Cancellata la performance di Bifo su Auschwitz e rifugiati a documenta 14. Ne è nato un dibattito
Dopo la cancellazione della performance Auschwitz on the Beach di Franco Berardi in arte Bifo dalla programmazione di documenta 14 a causa delle polemiche sollevate in Germania per l’accostamento della crisi dei profughi allo sterminio degli ebrei, presso il Federicianum a Kassel ha avuto luogo “Shame on us”, un dibattito pubblico sull’avanzata dei fascismi e la crisi dei migranti.

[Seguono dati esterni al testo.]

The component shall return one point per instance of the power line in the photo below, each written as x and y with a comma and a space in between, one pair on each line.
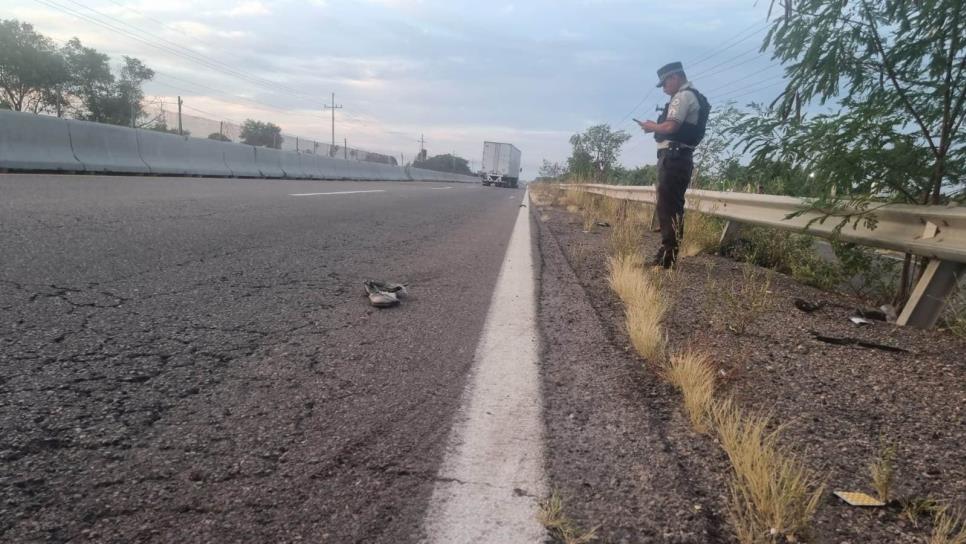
698, 62
728, 64
172, 50
722, 48
760, 83
200, 57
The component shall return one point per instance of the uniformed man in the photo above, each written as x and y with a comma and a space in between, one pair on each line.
678, 131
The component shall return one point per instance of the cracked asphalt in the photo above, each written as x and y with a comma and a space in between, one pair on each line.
192, 360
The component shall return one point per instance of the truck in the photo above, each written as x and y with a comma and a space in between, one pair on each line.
501, 165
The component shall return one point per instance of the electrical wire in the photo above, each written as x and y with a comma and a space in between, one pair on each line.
191, 56
724, 47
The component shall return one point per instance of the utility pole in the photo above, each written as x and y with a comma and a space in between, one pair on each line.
332, 107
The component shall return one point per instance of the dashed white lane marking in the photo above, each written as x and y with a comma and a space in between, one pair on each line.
340, 193
492, 478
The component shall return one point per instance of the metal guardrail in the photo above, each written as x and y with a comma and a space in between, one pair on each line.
935, 232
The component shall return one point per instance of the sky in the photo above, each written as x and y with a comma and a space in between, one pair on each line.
455, 72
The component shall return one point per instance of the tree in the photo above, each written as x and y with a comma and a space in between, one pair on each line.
596, 150
31, 68
642, 175
716, 157
551, 170
90, 78
261, 134
897, 70
446, 163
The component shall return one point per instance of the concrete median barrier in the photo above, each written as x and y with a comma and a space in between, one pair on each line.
165, 154
387, 172
292, 165
208, 158
331, 168
240, 159
106, 148
312, 165
36, 142
269, 162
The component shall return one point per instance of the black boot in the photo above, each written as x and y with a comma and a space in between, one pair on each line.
665, 258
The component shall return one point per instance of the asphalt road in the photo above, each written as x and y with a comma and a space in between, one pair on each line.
192, 360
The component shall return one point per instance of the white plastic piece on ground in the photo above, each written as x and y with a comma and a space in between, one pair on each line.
106, 148
489, 486
35, 142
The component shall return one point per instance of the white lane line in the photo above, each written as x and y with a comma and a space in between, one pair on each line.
492, 479
341, 193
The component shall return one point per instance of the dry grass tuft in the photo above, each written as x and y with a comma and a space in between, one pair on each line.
883, 471
545, 194
626, 238
647, 335
738, 305
693, 373
773, 495
579, 252
916, 508
702, 233
948, 528
645, 305
561, 528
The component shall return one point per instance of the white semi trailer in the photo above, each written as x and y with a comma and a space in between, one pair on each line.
501, 164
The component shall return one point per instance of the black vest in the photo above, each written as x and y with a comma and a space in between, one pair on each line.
688, 133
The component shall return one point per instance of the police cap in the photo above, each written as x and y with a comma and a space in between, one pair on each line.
667, 70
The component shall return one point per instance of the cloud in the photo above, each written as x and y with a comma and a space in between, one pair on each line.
459, 71
248, 9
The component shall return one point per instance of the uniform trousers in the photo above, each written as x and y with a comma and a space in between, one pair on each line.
673, 177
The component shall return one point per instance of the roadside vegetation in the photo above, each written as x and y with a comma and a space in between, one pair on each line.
561, 528
895, 136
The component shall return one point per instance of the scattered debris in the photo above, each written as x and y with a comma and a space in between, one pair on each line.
383, 294
849, 341
808, 307
860, 320
877, 314
856, 498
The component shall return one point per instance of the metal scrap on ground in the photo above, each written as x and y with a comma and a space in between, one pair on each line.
856, 498
383, 294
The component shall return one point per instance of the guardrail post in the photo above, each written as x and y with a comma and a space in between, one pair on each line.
730, 233
938, 283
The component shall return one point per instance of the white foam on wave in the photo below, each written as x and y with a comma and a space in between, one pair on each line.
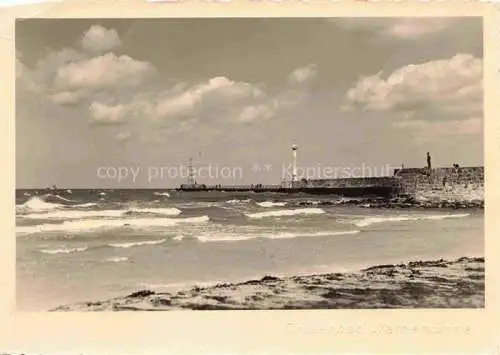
172, 211
286, 213
37, 204
237, 202
166, 194
79, 214
88, 204
94, 224
271, 204
368, 221
63, 250
136, 244
117, 259
74, 214
284, 235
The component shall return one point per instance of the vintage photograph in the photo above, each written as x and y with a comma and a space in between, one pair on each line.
249, 163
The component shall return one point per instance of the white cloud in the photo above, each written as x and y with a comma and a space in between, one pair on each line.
428, 131
441, 89
216, 93
401, 27
123, 136
106, 71
303, 74
68, 98
101, 114
257, 112
99, 39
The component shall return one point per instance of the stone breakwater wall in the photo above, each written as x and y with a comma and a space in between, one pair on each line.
386, 181
462, 184
452, 184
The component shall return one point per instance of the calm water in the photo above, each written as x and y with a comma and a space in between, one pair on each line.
86, 245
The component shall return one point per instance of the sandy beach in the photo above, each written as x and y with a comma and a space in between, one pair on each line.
424, 284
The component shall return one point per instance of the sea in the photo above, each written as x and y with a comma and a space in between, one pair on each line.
93, 245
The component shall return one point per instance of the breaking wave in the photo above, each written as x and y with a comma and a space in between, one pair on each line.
63, 250
286, 213
136, 244
237, 201
374, 220
81, 214
166, 194
117, 259
37, 203
284, 235
93, 224
271, 204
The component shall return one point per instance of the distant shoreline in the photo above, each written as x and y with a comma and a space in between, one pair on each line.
420, 284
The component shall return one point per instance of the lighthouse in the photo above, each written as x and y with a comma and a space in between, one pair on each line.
294, 166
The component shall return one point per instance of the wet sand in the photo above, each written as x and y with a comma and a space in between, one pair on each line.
421, 284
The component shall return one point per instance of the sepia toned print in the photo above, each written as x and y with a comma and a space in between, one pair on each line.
196, 164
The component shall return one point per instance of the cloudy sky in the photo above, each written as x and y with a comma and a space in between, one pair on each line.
237, 93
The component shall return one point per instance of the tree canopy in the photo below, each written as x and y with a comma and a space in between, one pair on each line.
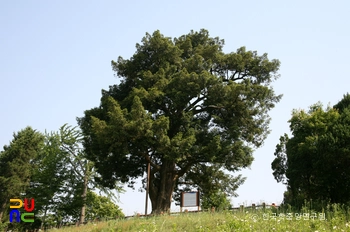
314, 162
181, 104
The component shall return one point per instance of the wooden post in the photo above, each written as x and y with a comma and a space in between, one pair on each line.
147, 187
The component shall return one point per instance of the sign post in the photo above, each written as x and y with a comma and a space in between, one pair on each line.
189, 199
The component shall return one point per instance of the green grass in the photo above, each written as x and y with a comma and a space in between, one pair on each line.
249, 220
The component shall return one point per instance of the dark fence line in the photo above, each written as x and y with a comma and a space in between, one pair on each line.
241, 208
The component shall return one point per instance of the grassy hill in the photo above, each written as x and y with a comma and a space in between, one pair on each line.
247, 220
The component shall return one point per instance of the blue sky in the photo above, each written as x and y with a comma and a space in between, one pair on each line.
55, 58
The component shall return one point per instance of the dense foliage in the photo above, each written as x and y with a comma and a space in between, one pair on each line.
183, 105
314, 162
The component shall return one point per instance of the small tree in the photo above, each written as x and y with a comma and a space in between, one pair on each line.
314, 162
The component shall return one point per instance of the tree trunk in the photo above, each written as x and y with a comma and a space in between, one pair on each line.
161, 189
2, 210
83, 196
83, 208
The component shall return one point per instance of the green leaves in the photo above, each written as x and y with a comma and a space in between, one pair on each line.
313, 162
181, 102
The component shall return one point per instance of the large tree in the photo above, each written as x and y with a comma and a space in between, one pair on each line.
16, 165
181, 103
314, 162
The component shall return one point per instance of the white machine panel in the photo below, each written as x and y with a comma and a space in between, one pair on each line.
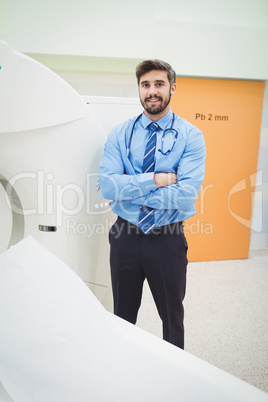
51, 143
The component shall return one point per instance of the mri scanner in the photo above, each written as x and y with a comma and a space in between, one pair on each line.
51, 142
57, 341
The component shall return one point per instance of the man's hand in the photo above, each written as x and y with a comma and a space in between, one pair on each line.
165, 179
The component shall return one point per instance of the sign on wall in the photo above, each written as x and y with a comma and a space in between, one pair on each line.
228, 112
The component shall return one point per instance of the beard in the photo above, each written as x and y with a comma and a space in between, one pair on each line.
152, 109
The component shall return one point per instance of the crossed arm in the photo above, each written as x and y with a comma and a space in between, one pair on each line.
165, 190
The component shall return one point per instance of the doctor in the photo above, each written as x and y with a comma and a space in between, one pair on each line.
152, 168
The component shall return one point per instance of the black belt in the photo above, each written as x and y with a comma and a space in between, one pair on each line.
176, 227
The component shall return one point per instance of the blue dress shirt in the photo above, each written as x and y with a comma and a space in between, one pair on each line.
122, 181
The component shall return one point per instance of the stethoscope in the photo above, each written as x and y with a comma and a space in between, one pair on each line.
162, 140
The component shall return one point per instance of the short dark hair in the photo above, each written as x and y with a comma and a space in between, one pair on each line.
148, 65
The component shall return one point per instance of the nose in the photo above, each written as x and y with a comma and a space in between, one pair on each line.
152, 90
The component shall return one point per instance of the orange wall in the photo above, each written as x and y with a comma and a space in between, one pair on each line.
228, 112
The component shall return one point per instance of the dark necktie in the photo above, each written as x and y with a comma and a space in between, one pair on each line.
146, 216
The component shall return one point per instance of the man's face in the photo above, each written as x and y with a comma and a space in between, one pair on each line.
155, 93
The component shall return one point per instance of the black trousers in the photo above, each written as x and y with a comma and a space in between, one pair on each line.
161, 258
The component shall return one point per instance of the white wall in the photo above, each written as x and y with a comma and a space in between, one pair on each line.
208, 38
259, 231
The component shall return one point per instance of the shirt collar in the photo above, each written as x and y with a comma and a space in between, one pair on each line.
163, 122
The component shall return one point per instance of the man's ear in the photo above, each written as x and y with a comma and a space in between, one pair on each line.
173, 89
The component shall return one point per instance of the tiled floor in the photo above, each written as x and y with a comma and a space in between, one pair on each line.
226, 316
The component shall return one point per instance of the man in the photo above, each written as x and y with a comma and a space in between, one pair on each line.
153, 174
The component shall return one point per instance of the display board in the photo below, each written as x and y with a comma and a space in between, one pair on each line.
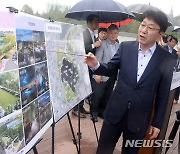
25, 105
69, 77
42, 75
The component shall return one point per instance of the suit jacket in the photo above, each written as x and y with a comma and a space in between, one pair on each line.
174, 52
88, 41
134, 97
104, 54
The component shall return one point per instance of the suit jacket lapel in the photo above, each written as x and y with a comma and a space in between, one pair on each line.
133, 60
154, 61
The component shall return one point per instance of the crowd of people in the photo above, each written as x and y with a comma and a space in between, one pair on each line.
127, 78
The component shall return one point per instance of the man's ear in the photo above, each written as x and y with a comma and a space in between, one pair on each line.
161, 33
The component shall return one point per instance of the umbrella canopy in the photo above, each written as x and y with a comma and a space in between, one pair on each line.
139, 9
106, 10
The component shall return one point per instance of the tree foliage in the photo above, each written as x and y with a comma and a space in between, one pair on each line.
27, 9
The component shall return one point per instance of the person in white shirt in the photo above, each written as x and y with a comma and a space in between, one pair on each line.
144, 78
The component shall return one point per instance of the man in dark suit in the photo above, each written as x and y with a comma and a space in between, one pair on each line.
170, 46
90, 44
145, 76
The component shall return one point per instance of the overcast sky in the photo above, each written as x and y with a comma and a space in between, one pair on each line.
41, 5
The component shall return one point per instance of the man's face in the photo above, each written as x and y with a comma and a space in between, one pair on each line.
103, 35
94, 24
148, 32
172, 43
113, 35
178, 52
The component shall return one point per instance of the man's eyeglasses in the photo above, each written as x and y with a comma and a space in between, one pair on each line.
149, 28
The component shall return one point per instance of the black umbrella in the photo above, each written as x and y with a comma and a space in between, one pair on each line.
139, 9
176, 29
106, 10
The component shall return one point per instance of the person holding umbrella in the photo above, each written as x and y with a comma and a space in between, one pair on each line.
90, 43
145, 76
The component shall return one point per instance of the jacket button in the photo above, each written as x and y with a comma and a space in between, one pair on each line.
136, 87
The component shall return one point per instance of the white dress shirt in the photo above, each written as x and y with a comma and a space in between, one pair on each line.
143, 60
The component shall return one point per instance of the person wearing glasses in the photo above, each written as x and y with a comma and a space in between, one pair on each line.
144, 79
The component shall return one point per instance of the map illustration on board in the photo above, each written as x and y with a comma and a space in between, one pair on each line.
69, 77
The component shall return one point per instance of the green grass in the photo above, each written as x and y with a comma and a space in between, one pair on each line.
7, 99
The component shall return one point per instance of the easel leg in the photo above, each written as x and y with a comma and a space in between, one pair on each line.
74, 138
35, 150
79, 130
53, 126
93, 120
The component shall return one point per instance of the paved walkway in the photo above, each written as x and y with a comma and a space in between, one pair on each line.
63, 137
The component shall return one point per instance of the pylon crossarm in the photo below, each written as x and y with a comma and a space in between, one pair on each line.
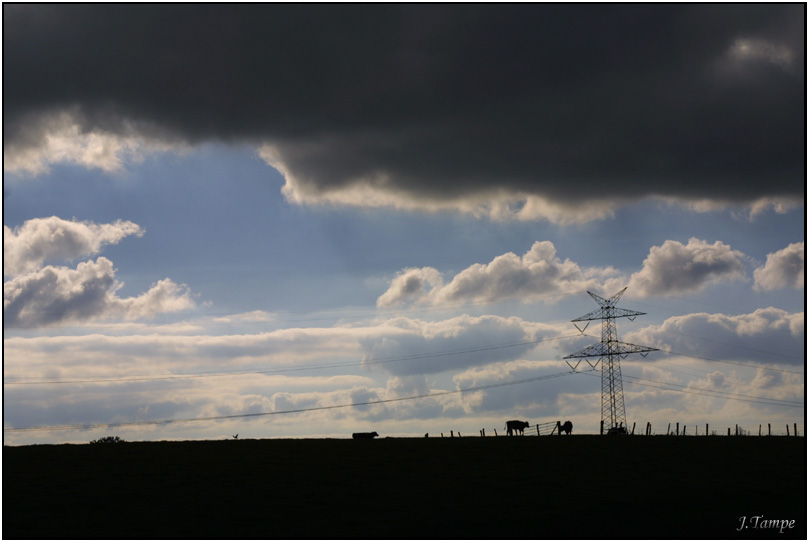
613, 347
615, 313
606, 302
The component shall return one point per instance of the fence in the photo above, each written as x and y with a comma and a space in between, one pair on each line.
552, 428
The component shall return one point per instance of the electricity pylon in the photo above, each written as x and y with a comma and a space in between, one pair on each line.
610, 350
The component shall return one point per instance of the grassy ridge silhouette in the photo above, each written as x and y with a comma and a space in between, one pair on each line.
593, 487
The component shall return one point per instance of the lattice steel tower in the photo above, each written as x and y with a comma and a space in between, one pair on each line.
610, 350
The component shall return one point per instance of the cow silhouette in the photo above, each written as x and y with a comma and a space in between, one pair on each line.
515, 426
364, 435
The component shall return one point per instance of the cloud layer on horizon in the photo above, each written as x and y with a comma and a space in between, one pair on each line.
526, 111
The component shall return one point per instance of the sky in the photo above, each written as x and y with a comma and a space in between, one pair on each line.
312, 220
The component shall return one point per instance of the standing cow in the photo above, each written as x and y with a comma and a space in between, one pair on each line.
364, 435
515, 426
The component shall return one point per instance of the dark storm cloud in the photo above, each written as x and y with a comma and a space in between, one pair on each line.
438, 101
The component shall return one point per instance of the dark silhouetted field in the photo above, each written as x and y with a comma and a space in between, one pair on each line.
568, 487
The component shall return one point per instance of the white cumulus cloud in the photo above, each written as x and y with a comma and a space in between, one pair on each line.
676, 268
538, 274
783, 269
57, 294
27, 247
768, 335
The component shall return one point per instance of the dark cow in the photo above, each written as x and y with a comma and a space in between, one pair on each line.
364, 435
515, 426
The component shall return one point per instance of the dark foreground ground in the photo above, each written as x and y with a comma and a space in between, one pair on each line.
589, 487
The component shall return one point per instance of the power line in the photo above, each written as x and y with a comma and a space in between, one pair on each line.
708, 392
284, 412
758, 366
296, 368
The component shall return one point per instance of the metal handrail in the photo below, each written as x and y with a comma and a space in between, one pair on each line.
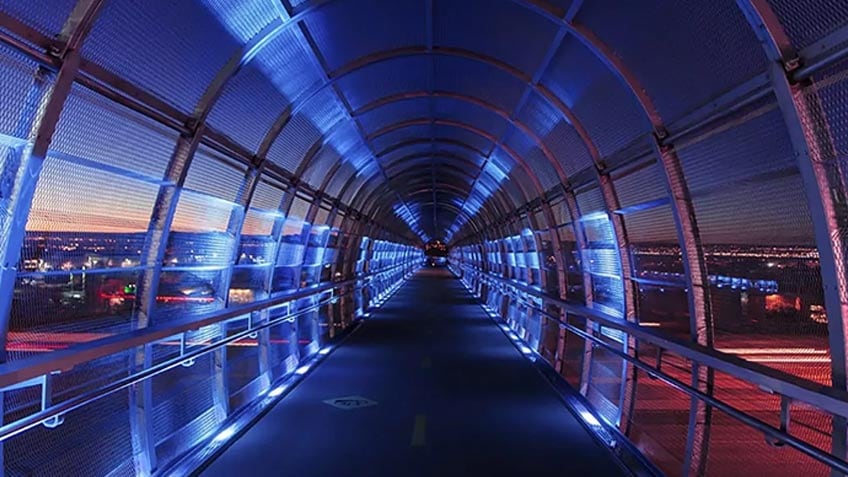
833, 401
33, 420
701, 356
64, 360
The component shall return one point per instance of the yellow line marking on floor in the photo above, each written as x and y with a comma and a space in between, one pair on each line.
419, 431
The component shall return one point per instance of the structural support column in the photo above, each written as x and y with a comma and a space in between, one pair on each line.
818, 162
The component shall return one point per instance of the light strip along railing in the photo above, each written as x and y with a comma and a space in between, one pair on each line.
788, 387
16, 373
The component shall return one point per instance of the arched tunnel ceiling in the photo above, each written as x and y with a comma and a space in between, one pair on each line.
434, 116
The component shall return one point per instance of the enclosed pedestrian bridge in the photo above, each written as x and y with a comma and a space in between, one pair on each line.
423, 237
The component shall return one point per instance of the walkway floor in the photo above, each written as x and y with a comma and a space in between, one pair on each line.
454, 398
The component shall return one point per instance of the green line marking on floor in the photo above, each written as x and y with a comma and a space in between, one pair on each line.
350, 402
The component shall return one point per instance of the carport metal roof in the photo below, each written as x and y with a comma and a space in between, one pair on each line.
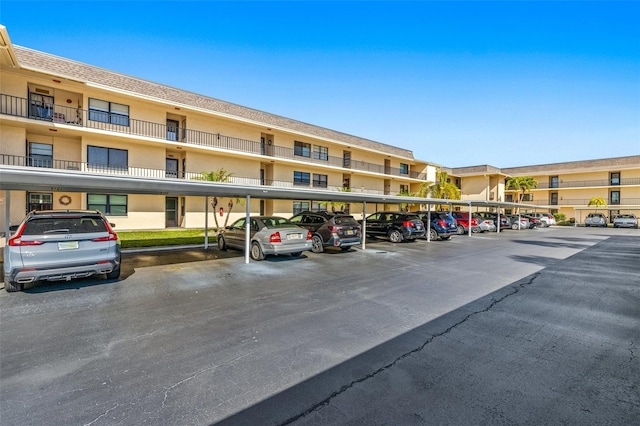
23, 178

Auschwitz on the Beach è il titolo della performance del filosofo e attivista bolognese Franco Berardi Bifo che avrebbe dovuto far parte della programmazione pubblica di documenta14 ed essere eseguita lo scorso 24 agosto presso il Federicianum a Kassel. La performance avrebbe affrontato il tema dell’avanzata dei nuovi fascismi in Europa e della tragica sorte di chi continua a morire nel tentativo di trovare la salvezza da guerre e miseria nel nostro continente. Avrebbe, perché il curatore della programmazione di documenta 14 Paul Preciado, il direttore artistico Adam Sczymczyk e lo stesso Franco Berardi hanno deciso di cancellare la performance a causa delle enormi polemiche sollevate da politici, giornali tedeschi e centri di cultura ebraica.
I FATTI
Le critiche sono state infatti durissime. Charlotte Knobloch, presidente della comunità israeliana di Monaco e Oberbayern, in un articolo sulla Frankfurter Allgemeine Zeitung, ha definito Auschwitz on the Beach “un’operazione grottesca”. Secondo Knobloch “inserire il dibattito sui rifugiati nel contesto dello sterminio sistematico degli ebrei è insostenibile e testimonia una incredibile ignoranza e mancanza di pudore. L’olocausto è un crimine singolare e senza precedenti. Ogni relativizzazione deve essere vietata”. Sull’ Hessischen/Niedersächsischen Allgemeinen, il sindaco di Kassel Christian Geselle ha descritto il titolo della performance come “una mostruosa provocazione”. Persino il ministro della cultura tedesco Boris Rhein è intervenuto nel dibattito, definendo la performance di Franco Berardi “di cattivo gusto”. Geselle e Rhein hanno inoltre chiesto alla procura di Kassel di intervenire sul caso e disporre la cancellazione dell’evento, la quale tuttavia non ha ritenuto di dover procedere in questa direzione.
LE RAGIONI DI BIFO
Il titolo della performance era evidentemente e volutamente provocatorio. Bifo si è difeso dalle accuse che gli sono state rivolte, spiegando come la sua intenzione non fosse affatto quella di banalizzare o ridurre la portata catastrofica dell’olocausto, ma al contrario, quella di sottolineare l’altrettanta incommensurabilità della catastrofe che si sta compiendo sotto i nostri occhi: migliaia di donne e uomini annegati ogni anno nel Mediterraneo, accordi per il blocco del flusso dei migranti tra i governi europei e quelli di Ankara e di Tripoli, che imprigionano i migranti in veri e propri campi di concentramento, chiusura di frontiere tra gli stati europei e violenza della polizia nei confronti dei rifugiati. “Se, dopo molte esitazioni avevo deciso di usare l’espressione (certo provocatoria) Auschwitz on the beach” scrive Franco Berardi in un suo post su Facebook “lo avevo fatto perché quel nome mi pareva uno scudo, una protezione contro il pericolo (a mio parere sempre più attuale) che Auschwitz ritorni”.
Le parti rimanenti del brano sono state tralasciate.